経営の健全性・効率性について
①経常収支比率は、100%を上回っているが、下降傾向となっており、今後増加する老朽化施設の更新財源の確保が課題である。③流動比率は、100%を上回っており、短期的な債務に対する支払能力に問題はない。④企業債残高対給水収益比率は、類似団体平均値を大きく下回っているが、将来世代の負担が過大とならないよう、企業債残高を適正に管理していく必要がある。⑤料金回収率は大幅に低下したが、これは新型コロナウイルス感染症対策として基本料金を減額したことが要因である。なお、減額した基本料金分は一般会計より全額補てんされており、実質的な経営への影響はなく、減額分を給水収益に加えた場合の料金回収率は101.76%となる。⑥給水原価は、類似団体平均値を下回っているが、施設の老朽化に伴う修繕費や減価償却費などが増加したことで前年より上昇しており、今後も上昇していくことが見込まれる。⑦施設利用率は、新型コロナウイルス感染症の影響で給水量が増加したことから上昇した。
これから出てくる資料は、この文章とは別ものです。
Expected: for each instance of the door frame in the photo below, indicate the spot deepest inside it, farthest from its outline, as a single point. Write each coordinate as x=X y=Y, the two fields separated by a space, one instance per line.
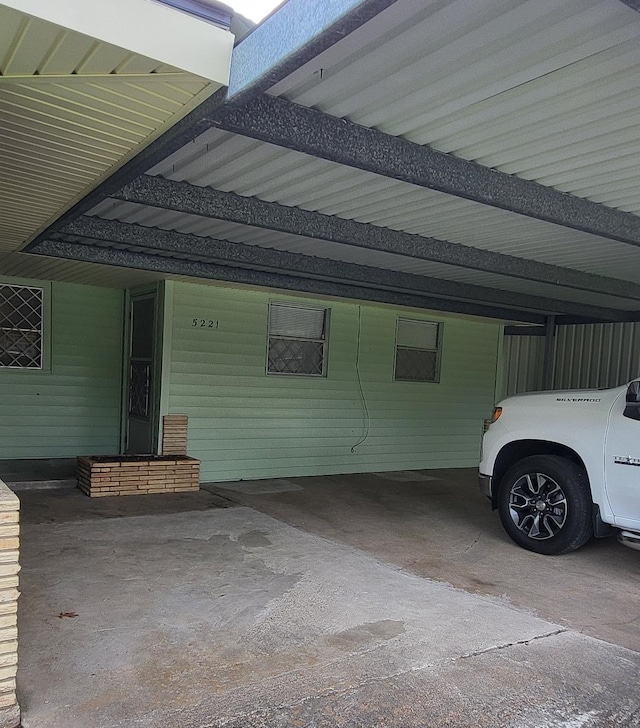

しかし、この上昇は一時的なものと考えられ、今後は人口減少や節水型社会への移行等による給水量の減少が見込まれることから、将来の水需要を考慮しながら効率的な運用に努める必要がある。⑧有収率は、類似団体平均値を上回っているが、引き続き漏水調査や老朽管の更新などの漏水対策を行い、有収率の向上に努める必要がある。
老朽化の状況について
①有形固定資産減価償却率は50%を超えており、法定耐用年数に近い資産が多いことを示している。②管路経年化率は類似団体平均値を上回っており、法定耐用年数を超えた老朽管が多いことを示している。更に、今後は高度経済成長期に布設した多くの配水管が耐用年数を迎えることから、管路更新ペースの向上が求められる。③管路更新率は類似団体平均値程度まで上昇してきているが、経年化率の上昇を緩やかにするためには、更新率の更なる向上を図る必要がある。
全体総括
新型コロナウイルス感染症の影響により先行き不透明な状況が続いているが、今後も水需要の低下や施設の老朽化等、経営状況は厳しさを増していく見込みであり、経営環境の変化を敏感にとらえながら事業運営していく必要がある。また、計画的な施設更新を行うため、アセットマネジメント計画の見直しや、料金改定を含めた様々な財源確保策の検討、費用の抑制を図っていく必要がある。